From 24 July till 27 July Arthur was hospitalized for “Bone and joint disorders” in Kriegslazarett 220. During this time Arthur was photographed with a girl in the Croatian city of Veleniki, at the coast. Maybe Kriegslazarett 220 was stationed in or near Veleniki? After recovering Arthur was send back to his unit. On 28 July 1942 Arthur received tropical clothing, including a tropical helmet. Arthur's Division was send to the "Deutsches Afrikakorps", fighting in Afrika under command of Field Marshal Rommel. Arthur arrived on Afrikan soil on 30 July 1942. After the Division was complete, it went to Tobruk.

From the resently captured city Tobruk the Division went in the direction of the Egyptian border via Sollum and Marsa Matruk. Arthur received 2 days of Marschverpflegung (marching rations) from Raststelle Tobruk. In September his Regiment changed into a Panzergrenadier Regiment.

In the period of August till November the Division participated in the battles for El Alamein, were it suffered heavy losses. On 14 Oktober 1942 a batch of "Afrikakorps" cufftitles arrived at the Division. Not enough for every soldier, therefore they were handed out to the officers and senior NCO's first. After receiving one, the soldier had to apply it to his uniform right away.

After the German attacks had died down, the British army made a counter-attack on 23 Oktober. The German units, including Arthur's, were able to hold their ground, at a high cost. But after a few days of hard fighting the British army broke through the defences and the German forces had to retreat. The British army was able to give the German Afrikakorps a big hit. It was the turning point for the African campaign in favor of the Allied forces.

Arthur died on 26 Oktober 1942 when his unit tried to regain a hill near El Alamein that was earlier captured by the British army. Arthur is burried at the El Alamein memorial.
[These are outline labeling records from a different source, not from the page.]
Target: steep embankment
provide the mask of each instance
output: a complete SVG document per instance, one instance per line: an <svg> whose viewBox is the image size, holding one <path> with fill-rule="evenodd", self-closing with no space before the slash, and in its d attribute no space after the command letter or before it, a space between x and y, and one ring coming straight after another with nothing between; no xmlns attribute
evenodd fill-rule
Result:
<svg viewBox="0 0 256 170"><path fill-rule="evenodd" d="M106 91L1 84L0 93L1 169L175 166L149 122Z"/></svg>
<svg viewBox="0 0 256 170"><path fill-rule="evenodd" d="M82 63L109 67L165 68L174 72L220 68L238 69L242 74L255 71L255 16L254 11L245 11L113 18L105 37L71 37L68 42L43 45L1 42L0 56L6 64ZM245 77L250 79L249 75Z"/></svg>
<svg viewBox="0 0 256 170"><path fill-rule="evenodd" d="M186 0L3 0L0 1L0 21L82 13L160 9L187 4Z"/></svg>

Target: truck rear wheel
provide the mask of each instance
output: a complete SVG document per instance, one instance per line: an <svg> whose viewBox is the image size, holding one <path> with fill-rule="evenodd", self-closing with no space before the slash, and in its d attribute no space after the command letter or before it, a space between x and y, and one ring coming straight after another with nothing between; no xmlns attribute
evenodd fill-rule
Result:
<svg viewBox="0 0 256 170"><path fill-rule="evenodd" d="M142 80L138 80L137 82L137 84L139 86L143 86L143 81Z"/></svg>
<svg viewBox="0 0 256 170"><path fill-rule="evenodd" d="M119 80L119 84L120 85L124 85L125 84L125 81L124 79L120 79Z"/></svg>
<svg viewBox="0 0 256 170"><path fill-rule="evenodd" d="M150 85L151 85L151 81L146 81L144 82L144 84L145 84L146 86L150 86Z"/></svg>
Part of the Division's casualty list of officers on 25 and 26 Oktober 1942

This Soldbuch was found in a house in England a few years ago. This together with the fact that nothing of his death was written in the Soldbuch (which was normal) and some photo's and a letter were still in the back of the Soldbuch, it looks like this soldbuch was taken from Arthur´s body by a (British) soldier as souvenir. But i cannot be 100% sure of this.